In secondo luogo, ed è questo il motivo fondamentale
di preoccupazione, si tratta di una scelta che esprime una perfetta
continuità con le disastrose politiche europee di gestione della crisi
di questi ultimi anni. Sino al 2012 Juncker fu infatti presidente
dell’Eurogruppo, ossia il gruppo di coordinamento dei ministri
dell’economia e delle finanze dell’eurozona. In questa sua qualità
condivise tutte le politiche adottate e tra l’altro si fece promotore
della proposta di conferire il patrimonio statale greco a un istituto
fiduciario non controllato dallo Stato ellenico, ma dai creditori
stranieri, per privatizzare il tutto. Il modello cui ispirarsi fu
indicato dallo stesso Juncker nella Treuhandanstalt, la società
fiduciaria che nei primi anni Novanta aveva privatizzato l’intera
economia della RDT (con risultati catastrofici e lasciando un buco di
250 miliardi di marchi dell’epoca).[2]
Anche
quando si dimise dall’Eurogruppo, nell’aprile 2012, a suo dire per
protesta contro le ingerenze franco-tedesche nella gestione della crisi
(evidentemente se n’era accorto con qualche ritardo), Juncker non mancò
di confermare la sua lealtà alla Germania proponendo quale successore il
ministro delle finanze tedesco Schäuble.
Infine, questa nomina
è frutto di uno scambio politico, per cui il socialdemocratico Martin
Schulz sarà confermato alla guida dell’europarlamento anche coi voti dei
popolari europei: le due nomine configurano insomma una vera e propria “grosse Koalition” a
livello europeo tra popolari e socialdemocratici. Il rischio concreto è
quello di una maggioranza formidabile in Parlamento per la prosecuzione
delle politiche di austerity che hanno impoverito l’Italia e gran parte del continente.

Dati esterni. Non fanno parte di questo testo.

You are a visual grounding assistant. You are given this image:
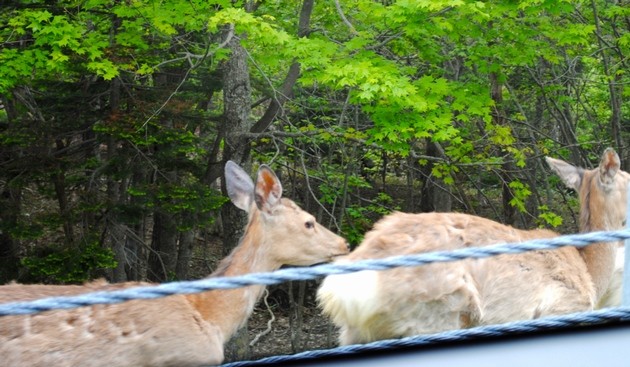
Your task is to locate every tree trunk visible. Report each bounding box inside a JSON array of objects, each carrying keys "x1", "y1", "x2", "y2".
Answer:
[{"x1": 420, "y1": 141, "x2": 453, "y2": 213}]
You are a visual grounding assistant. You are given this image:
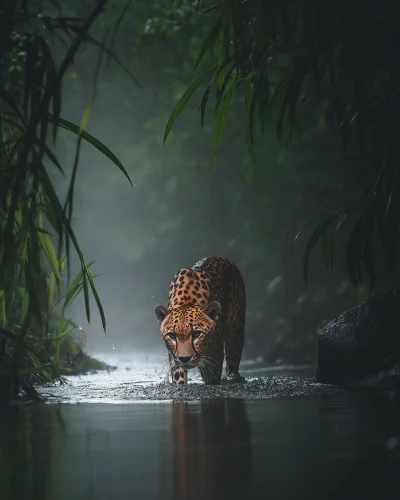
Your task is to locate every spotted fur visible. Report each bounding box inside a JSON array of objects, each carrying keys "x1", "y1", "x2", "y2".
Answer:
[{"x1": 155, "y1": 257, "x2": 246, "y2": 384}]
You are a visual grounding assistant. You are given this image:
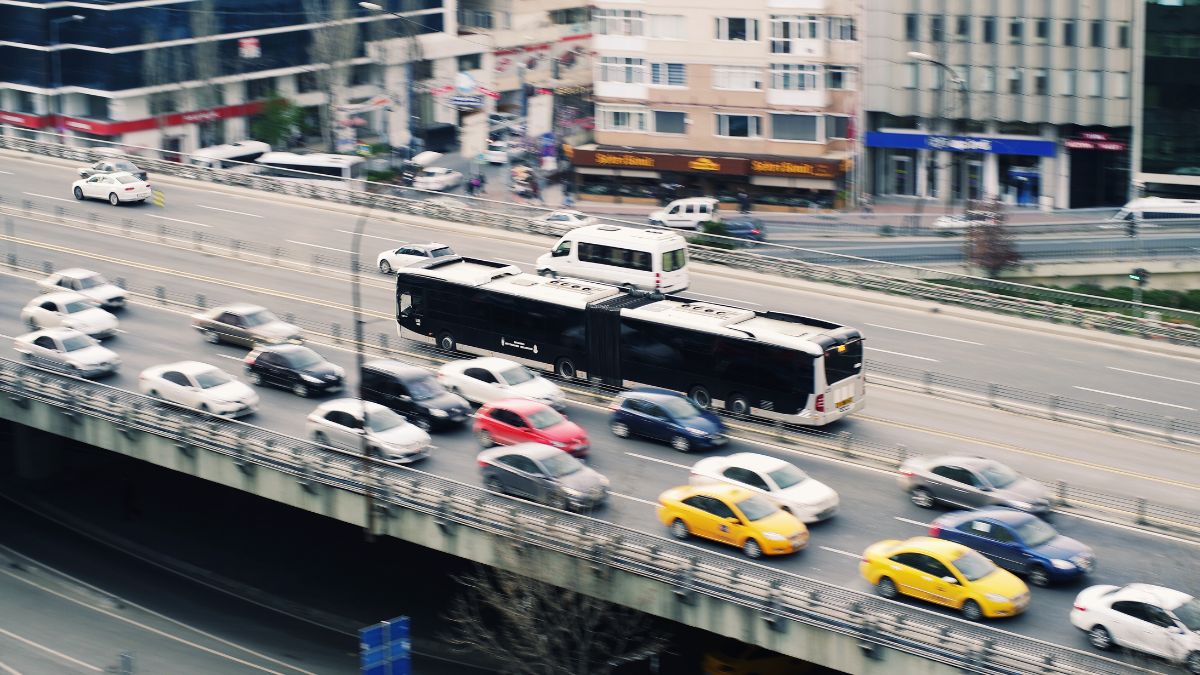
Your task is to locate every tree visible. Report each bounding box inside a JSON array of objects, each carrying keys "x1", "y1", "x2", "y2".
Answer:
[
  {"x1": 445, "y1": 567, "x2": 668, "y2": 675},
  {"x1": 964, "y1": 199, "x2": 1021, "y2": 277}
]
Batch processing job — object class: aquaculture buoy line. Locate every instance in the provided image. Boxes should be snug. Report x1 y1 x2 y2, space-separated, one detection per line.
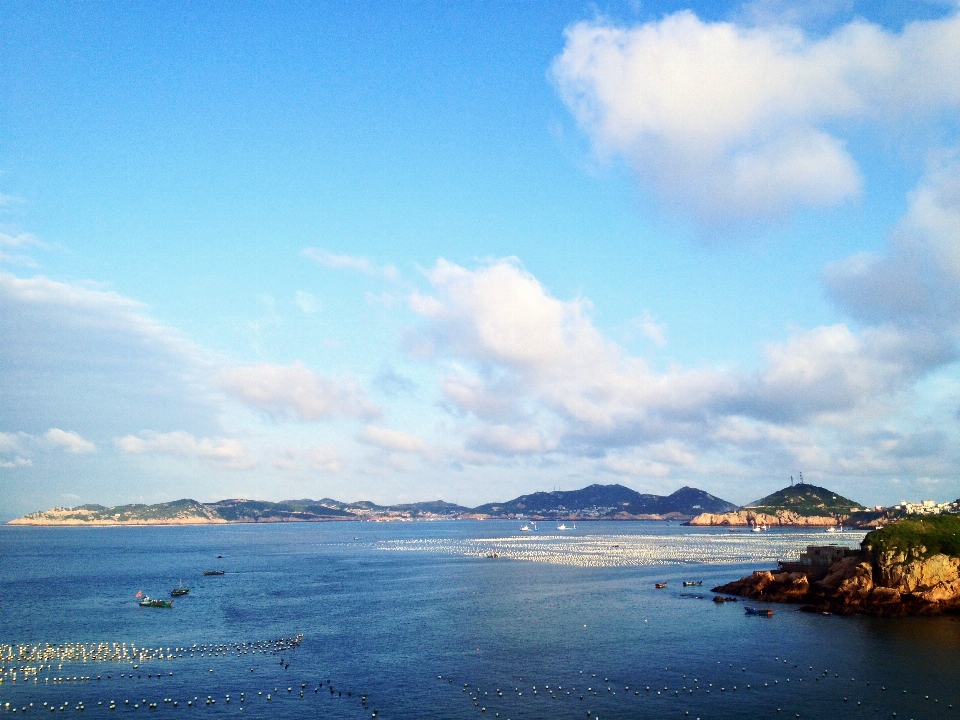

Che su questa linea continui a collocarsi la parte più oltranzista dell’establishment tedesco
è fuori di dubbio. Lo dimostrano le critiche rivolte a Matteo Renzi a
Strasburgo da parte del capogruppo popolare al PE Manfred Weber
(esponente della CSU bavarese, uscita malissimo dalle urne), che ha
ribadito il rifiuto di ogni interpretazione “flessibile” delle regole
europee. A Weber, Renzi ha fatto bene a ricordare che proprio alla
Germania era stato consentito nel 2003 lo sforamento della regola del 3%
del deficit per sostenere le riforme.
Avrebbe potuto aggiungere che l’Italia dal 2008 al 2012 è stata l’unico paese dell’eurozona che ha attuato unicamente
politiche di bilancio restrittive (con un impatto negativo sul prodotto
interno lordo pari a 5 punti percentuali), mentre la Germania nello
stesso periodo ha attuato politiche espansive, con un impatto positivo
sul pil pari al 6 per cento, grazie ai 69 miliardi di incentivi alle
imprese e ai ben 259 miliardi di soldi pubblici spesi per salvare dal
fallimento le banche tedesche (e se si includessero anche le garanzie si
arriverebbe alla cifra strabiliante di 646 miliardi).[3]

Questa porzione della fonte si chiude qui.